# Serving a Resnet TF Estimator Model

**Scenario:** An ML researcher has trained a Resnet model on the Imagenet dataset using Tensorflow's Estimator API, located at https://github.com/tensorflow/models/tree/v1.4.0/official/resnet. (Note that we used v1.4.0. You always want to use a stable tag for a model version to deploy as the researcher can continue to modify the model and architecture at the head of master.) Our task is to deploy this model into Tensorflow Serving. You have access to his python code as well as a saved state (checkpoint) that points to his favorite trained result.

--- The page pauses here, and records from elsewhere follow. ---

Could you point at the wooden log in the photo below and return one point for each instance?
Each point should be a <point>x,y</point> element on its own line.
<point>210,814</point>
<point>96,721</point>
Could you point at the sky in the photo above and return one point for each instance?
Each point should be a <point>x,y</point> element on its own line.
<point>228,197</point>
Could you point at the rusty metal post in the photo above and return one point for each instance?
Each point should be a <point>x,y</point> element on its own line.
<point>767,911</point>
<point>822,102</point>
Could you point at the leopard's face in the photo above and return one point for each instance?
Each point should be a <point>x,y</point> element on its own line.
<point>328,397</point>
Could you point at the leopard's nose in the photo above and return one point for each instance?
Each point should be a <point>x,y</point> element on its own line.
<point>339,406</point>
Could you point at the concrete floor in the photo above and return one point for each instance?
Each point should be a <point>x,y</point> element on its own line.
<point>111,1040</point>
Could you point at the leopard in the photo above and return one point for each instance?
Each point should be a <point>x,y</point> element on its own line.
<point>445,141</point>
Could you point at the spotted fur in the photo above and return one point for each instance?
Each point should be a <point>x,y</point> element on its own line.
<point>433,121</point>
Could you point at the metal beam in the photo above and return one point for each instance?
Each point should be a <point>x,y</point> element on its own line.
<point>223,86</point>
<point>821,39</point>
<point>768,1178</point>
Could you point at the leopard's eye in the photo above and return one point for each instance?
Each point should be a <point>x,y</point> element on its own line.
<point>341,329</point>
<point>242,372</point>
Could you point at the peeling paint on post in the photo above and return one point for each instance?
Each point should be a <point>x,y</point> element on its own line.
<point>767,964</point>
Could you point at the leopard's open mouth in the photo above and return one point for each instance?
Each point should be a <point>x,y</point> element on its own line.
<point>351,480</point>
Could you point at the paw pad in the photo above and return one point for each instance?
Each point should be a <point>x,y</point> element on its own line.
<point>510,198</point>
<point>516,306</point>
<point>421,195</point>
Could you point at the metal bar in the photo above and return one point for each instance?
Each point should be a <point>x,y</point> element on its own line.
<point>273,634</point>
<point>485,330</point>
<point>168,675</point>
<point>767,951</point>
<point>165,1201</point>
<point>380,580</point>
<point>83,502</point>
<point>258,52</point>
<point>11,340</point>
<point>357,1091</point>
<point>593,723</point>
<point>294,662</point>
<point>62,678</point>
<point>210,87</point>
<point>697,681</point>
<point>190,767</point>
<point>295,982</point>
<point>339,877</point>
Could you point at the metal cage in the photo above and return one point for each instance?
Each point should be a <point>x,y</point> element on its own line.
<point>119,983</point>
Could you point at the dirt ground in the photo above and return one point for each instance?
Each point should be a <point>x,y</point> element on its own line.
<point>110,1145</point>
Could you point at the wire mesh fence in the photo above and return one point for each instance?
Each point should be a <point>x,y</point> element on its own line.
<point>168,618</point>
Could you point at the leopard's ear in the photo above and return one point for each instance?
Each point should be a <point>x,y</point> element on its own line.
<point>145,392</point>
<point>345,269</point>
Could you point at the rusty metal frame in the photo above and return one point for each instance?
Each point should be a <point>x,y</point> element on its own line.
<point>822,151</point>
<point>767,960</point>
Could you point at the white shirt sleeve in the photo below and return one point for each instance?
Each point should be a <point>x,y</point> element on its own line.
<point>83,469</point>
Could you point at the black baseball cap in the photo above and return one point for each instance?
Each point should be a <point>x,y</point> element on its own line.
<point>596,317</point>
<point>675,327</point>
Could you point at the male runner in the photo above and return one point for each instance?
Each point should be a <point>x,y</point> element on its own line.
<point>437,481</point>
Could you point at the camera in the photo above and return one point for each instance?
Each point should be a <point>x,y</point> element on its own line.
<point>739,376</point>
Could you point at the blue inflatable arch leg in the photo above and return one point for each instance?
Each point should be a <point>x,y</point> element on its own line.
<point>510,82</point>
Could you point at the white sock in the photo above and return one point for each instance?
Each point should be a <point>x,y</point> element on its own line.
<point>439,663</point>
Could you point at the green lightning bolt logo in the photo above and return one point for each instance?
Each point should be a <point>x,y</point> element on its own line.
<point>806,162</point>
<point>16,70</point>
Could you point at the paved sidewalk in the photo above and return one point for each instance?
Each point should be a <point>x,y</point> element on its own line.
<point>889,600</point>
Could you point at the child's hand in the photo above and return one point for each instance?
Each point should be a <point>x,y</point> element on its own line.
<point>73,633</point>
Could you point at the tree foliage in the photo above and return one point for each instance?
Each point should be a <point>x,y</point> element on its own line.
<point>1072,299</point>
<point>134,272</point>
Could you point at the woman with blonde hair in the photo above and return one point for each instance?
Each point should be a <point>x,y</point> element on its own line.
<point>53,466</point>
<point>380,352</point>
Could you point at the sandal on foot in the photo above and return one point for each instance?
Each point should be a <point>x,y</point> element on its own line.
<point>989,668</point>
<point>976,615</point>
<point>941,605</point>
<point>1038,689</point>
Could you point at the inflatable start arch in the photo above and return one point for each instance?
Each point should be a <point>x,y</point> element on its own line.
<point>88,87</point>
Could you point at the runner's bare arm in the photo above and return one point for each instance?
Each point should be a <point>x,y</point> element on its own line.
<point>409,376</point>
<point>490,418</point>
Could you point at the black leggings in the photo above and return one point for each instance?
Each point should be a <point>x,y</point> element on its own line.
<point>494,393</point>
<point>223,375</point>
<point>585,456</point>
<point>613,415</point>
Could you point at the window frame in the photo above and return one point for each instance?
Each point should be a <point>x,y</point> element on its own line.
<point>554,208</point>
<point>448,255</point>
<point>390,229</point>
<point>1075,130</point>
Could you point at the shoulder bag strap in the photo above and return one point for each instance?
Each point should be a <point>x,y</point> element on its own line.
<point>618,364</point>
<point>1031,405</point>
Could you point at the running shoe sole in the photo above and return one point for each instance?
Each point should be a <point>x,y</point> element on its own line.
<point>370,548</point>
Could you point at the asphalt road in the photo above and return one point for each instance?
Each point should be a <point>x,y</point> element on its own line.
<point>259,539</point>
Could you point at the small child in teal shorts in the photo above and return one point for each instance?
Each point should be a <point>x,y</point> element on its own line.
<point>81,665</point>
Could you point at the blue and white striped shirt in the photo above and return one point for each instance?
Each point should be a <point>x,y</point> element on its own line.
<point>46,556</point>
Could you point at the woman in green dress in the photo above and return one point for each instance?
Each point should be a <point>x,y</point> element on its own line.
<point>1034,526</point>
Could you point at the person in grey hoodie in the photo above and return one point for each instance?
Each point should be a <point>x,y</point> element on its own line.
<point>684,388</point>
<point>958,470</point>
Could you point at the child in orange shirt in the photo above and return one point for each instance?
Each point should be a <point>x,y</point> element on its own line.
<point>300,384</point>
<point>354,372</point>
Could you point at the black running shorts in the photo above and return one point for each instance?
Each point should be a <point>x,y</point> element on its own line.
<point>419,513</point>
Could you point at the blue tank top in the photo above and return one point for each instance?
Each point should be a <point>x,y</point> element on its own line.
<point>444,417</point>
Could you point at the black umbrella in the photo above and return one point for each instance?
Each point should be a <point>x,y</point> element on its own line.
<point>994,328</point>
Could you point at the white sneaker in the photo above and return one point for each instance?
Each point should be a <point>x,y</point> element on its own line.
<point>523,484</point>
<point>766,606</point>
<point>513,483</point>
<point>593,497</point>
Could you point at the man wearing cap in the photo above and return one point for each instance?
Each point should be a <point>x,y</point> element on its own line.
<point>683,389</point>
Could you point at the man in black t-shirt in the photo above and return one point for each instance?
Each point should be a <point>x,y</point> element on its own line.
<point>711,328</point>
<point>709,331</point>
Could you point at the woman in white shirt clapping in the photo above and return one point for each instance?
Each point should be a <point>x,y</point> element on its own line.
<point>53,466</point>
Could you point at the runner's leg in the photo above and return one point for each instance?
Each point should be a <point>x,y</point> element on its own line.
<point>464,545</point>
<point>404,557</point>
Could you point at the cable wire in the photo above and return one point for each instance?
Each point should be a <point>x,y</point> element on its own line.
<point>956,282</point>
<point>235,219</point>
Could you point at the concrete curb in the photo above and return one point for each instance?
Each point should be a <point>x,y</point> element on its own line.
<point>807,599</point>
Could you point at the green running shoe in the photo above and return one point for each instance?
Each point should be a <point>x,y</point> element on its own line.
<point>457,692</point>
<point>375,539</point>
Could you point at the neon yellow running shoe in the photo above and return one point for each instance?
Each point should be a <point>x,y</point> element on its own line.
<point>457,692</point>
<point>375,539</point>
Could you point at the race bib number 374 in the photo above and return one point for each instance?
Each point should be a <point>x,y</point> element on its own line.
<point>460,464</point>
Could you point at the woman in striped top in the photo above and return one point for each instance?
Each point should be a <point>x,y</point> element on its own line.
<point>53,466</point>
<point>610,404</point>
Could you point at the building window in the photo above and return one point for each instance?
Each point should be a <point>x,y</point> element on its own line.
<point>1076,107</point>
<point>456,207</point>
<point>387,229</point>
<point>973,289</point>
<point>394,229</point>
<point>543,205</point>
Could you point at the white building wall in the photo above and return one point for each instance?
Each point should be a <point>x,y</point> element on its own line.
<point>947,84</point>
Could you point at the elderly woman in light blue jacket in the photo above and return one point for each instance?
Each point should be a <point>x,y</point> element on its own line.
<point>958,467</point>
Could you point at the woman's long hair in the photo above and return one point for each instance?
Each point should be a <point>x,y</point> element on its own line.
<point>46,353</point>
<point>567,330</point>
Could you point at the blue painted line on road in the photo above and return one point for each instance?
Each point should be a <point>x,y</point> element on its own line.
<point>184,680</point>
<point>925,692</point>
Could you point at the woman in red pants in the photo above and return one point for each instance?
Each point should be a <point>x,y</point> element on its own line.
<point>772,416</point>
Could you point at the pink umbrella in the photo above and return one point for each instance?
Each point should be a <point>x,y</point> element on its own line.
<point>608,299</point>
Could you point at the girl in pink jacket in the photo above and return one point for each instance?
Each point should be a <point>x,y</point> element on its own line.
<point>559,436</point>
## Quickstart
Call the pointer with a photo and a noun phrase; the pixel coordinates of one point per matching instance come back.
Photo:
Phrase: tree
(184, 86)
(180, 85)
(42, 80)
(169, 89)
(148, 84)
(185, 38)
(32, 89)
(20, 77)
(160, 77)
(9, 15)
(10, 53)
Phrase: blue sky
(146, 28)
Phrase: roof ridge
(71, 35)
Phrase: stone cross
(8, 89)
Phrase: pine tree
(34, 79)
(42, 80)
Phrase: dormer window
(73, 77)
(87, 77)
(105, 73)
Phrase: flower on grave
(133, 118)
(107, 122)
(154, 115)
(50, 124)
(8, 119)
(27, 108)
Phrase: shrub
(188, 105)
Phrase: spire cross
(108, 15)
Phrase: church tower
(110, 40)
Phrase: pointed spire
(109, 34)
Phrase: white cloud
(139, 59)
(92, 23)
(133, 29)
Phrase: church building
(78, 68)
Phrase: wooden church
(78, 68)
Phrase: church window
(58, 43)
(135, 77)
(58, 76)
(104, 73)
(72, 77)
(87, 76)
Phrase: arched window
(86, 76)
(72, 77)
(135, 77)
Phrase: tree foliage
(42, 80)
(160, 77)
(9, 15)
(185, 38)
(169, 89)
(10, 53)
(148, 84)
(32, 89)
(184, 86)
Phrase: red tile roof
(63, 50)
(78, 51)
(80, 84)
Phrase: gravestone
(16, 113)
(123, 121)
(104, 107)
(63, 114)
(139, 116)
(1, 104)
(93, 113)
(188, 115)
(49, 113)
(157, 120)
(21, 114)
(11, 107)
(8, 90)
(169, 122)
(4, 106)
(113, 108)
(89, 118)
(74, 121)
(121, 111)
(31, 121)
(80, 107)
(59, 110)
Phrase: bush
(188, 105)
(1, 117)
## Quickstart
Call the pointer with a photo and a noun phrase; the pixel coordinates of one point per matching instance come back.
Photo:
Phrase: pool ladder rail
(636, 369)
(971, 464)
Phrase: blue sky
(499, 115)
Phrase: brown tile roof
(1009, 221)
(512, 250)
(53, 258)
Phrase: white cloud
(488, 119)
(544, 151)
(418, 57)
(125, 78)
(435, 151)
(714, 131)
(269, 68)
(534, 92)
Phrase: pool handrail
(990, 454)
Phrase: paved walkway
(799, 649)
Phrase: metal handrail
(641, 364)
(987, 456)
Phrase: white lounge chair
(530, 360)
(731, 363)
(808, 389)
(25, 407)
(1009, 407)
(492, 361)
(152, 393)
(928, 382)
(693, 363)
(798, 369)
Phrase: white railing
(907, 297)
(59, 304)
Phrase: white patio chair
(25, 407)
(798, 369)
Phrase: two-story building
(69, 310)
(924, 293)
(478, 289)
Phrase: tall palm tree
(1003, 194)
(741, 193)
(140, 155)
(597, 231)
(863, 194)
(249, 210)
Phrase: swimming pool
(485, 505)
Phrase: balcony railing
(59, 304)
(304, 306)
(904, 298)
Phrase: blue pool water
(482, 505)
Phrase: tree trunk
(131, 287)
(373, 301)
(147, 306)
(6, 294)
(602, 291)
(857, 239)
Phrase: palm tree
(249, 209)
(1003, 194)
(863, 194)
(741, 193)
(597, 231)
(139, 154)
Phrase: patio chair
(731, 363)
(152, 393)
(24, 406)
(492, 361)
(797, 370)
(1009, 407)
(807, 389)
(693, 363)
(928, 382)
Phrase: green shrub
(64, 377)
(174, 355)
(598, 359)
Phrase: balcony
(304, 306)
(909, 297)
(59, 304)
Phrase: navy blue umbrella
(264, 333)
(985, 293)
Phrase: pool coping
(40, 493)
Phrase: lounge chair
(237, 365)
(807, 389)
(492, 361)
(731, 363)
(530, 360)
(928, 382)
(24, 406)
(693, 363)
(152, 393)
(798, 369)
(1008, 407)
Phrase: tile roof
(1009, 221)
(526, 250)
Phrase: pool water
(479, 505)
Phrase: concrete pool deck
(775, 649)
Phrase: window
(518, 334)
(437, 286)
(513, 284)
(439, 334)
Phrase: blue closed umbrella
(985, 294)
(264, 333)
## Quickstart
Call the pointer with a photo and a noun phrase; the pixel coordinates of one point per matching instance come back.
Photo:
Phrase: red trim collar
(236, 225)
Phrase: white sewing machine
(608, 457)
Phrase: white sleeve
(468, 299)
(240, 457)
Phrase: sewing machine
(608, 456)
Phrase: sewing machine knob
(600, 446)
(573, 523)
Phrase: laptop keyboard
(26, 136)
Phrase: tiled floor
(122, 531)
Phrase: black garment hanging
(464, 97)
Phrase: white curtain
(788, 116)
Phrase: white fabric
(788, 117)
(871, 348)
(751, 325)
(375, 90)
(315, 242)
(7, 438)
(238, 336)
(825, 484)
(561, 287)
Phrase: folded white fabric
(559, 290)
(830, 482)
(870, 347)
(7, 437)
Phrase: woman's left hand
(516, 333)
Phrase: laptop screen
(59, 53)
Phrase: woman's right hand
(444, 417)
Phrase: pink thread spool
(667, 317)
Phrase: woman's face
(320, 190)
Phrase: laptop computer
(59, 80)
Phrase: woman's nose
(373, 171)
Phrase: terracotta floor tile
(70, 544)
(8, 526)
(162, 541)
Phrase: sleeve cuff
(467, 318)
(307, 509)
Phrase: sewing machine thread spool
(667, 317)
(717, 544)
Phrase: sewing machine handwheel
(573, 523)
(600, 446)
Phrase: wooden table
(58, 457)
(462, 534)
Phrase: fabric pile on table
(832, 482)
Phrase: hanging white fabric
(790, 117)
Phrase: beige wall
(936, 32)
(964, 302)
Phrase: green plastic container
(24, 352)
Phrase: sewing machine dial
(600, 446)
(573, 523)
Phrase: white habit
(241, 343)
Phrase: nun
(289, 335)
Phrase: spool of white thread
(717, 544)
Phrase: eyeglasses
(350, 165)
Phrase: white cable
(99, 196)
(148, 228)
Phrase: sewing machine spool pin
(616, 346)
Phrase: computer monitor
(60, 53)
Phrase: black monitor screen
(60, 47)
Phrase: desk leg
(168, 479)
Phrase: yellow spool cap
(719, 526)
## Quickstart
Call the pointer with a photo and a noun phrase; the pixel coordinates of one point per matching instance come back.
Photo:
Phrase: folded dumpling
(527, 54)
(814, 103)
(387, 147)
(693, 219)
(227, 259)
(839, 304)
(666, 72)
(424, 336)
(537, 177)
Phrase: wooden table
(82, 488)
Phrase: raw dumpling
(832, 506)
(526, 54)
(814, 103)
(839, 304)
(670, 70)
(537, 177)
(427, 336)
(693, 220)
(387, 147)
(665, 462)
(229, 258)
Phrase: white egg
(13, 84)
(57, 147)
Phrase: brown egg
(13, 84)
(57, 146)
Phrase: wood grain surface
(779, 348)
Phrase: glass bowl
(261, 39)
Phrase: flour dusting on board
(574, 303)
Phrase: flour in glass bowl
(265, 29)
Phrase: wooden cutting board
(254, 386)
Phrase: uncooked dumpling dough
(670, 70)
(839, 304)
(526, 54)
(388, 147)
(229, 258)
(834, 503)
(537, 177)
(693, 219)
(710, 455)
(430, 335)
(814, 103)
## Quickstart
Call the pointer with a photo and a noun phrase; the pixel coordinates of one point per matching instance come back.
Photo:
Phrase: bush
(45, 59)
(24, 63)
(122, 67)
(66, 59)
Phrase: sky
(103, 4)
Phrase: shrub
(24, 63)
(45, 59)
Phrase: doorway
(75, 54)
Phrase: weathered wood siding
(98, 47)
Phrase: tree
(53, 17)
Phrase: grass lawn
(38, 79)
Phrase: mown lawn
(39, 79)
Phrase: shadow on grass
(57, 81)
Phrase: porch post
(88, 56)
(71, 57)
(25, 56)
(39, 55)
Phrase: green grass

The first step is to create a servable version of the model that will be used for Tensorflow Serving, which runs very efficiently in C++, and is platform independent (can run on different OSes, as well as hardware with different types of accelerators such as GPUs).


# Preamble

Import the required libraries.

In [0]:
import os
import tensorflow as tf

# Download model checkpoint

The next step is to load the researcher's saved checkpoint into our estimator. We will download it from
http://download.tensorflow.org/models/official/resnet50_2017_11_30.tar.gz using the commands below.


In [0]:
# Define a constant indicating the number of layers in our loaded model. We're loading a resnet-50 model.
RESNET_SIZE = 50  

# Model and serving directories
MODEL_DIR="resnet_model_checkpoints"
SERVING_DIR="resnet_servable"

In [0]:
import urllib.request

urllib.request.urlretrieve("http://download.tensorflow.org/models/official/resnet50_2017_11_30.tar.gz ", "resnet.tar.gz")

In [0]:
#unzip the file into a directory called resnet
from subprocess import call
call(["mkdir", MODEL_DIR])
call(["tar", "-zxvf", "resnet.tar.gz", "-C", MODEL_DIR])

In [0]:
# Make sure you see model checkpoint files in this directory
os.listdir(MODEL_DIR)

 # Constants and Functions
 
In order to reconstruct the Resnet neural network used to train the Imagenet model, we need to load the architecture pieces. If you were working in the original repository under the python library structure, you can run imports on your python libraries (e.g. import resnet) to access constants and functions in ttps://github.com/tensorflow/models/blob/v1.4.0/official/resnet/imagenet_main.py and https://github.com/tensorflow/models/blob/v1.4.0/official/resnet/resnet.py. However, since we are building the servable model using a notebook for better step-by-step instruction, we need to copy over the constants and functions used by the model.

In [0]:
# TODO: Add constants defining elements of the network here.
# Hint 1: See the top of https://github.com/tensorflow/models/blob/master/official/resnet/imagenet_main.py
# Hint 2: You do not need to copy all constants, such as those pertaining to training and validation.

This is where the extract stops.